The expression “cheaters never win” doesn’t really make sense. Because, let’s be real, the world is unfair and sometimes they do win.
I got a dose of this reality this past weekend.
I was running a 5k and there was a girl who cut the racecourse, not once but twice. It was pretty blatant. She clearly knew what she was doing as she ran (waaaay) outside of the orange cones marking the route. The guy in front of her and the girl behind her were both inside them, and she saw both runners. However, in a poorly marshaled course, in a section with no spectators, the girl right behind her was the only person who knew what she did. The girl right behind her was me.
I wasn’t going to tell on her. Instead, I felt sorry for her. What did she hope to accomplish by turning in a time that wasn’t really a complete race? Why did she do it? And what gravity would her place and time hold if they weren’t actually legit? I wondered these things as I ran behind her. I knew her cheating would put me in sixth place, instead of fifth, and I was OK with that. I was on track to turn in a decent time, despite the nasty July heat. But, in some crazy twist of fate/universe-correcting-injustice, she made a slight wrong turn at the three-mile mark. I thought about yelling to her that she’d gone the wrong way, but she had headphones on, and I doubt she’d have heard me. A spectator grabbed her and turned her around about 100 meters off course. However, her mistake was big enough to let another woman and I pass her before she got back on track. When I crossed the line, the race official said I was the fifth woman overall and second in my age group. The woman who’d be kicking it in with me was sixth. We high fived each other, said thanks for the competition, and went to get water. We saw the runner who’d cheated cross the line a few seconds later and immediately storm over to the timers.
Fast-forward two long, hot, sunbaked hours of waiting later. (Yes, that’s how long it took them to tabulate results, and it gave me a new appreciation for races that are well run and organized.) During that time the runner who’d cut the course actually came up to me and asked my finishing time and place. I told her I wasn’t entirely sure since the official results weren’t out yet (a true statement). She said, “Oh, OK because I went the wrong way, and I was supposed to be in front of you.” I said nothing back. And she stood there next to me as the results were announced. I was called up as third in my age group and sixth overall. I was definitely a little confused about the discrepancy. But I didn’t want to go sort it out with the timers, nor did I wait to hear the rest of the results. Some of my family had run the race, and they’d been waiting around with me. I wasn’t going to keep them out in the hot sun any longer, so we left.
It wasn’t until the online results were posted that I found out what had happened…or at least I can venture a guess. The woman who’d gone off course not only managed to cut it without anyone noticing; she’d also somehow convinced the timers that she deserved a 15 second credit on her time. She was listed with a finishing time ahead of me — even though she’d be next to me at the start and finished behind me.
I was not OK with this.
I’ve run a lot of 5Ks since I first dipped my toes into the distance as a high school sophomore, and I’ve seen people cut racecourse before.
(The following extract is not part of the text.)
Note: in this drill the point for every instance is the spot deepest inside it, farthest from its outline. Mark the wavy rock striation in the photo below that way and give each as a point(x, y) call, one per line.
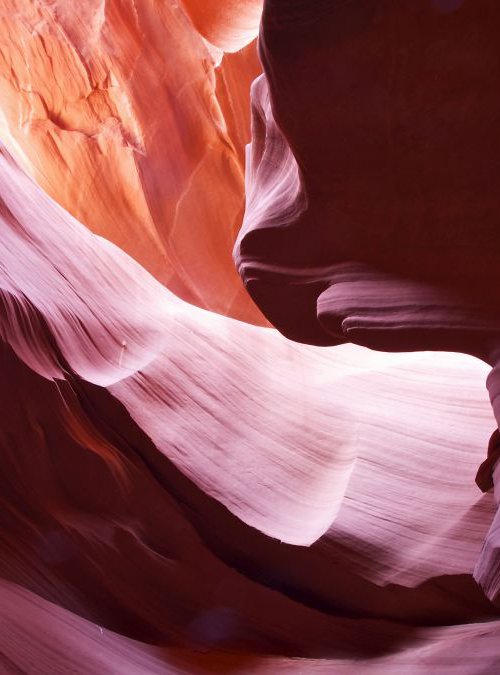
point(131, 120)
point(157, 479)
I’ve never tattled on any them. Partly because my mom taught me that wasn’t nice and partly because I wanted to think it may have been unintentional.
Yet what this girl had done was purely intentional. She’d gone to officials and lobbied for a better time than she’d actually run. I’d heard that many runners experienced problems due to the poorly marshaled course and several were complaining. So I suspect the timers just gave into a lot of them – including the girl who’d cheated – in an effort to stop the fussing.
I sat there in front my computer blankly staring at the results, again wondering “why?”
Cheating – whether it’s cutting a course, doping, or anything else that’s considered foul play – makes no sense to me. I’m competitive, so I understand the desire to win. I get that sometimes that desire is so burning hot that it makes people do crazy, dangerous, stupid, out-of-their-freaking-noggin sorts of things. That it makes all forms of logic and reason fly right out the window. However, I’m never going to understand why people think cheating is a means to a legit win. It’s not. It diminishes the integrity of the runner and our sport. It takes away from those who work really hard, and pour a lot of blood, sweat, and tears into training and competing.
I love running, so I’m usually very protective of my sport and those who share my passion for it. In retrospect, maybe I should’ve said something to race officials. After all, it wasn’t just me who was impacted by her dishonesty. The girl who’d finished less than a second behind me and all those who finished after us were, too, even if they didn’t know it.
It’s too late for that now. So, instead, I’ll make this plea: Push your limits. Explore your boundaries. Run inspired. But please, please don’t cheat. Cheaters may sometimes “win,” but the sport always loses.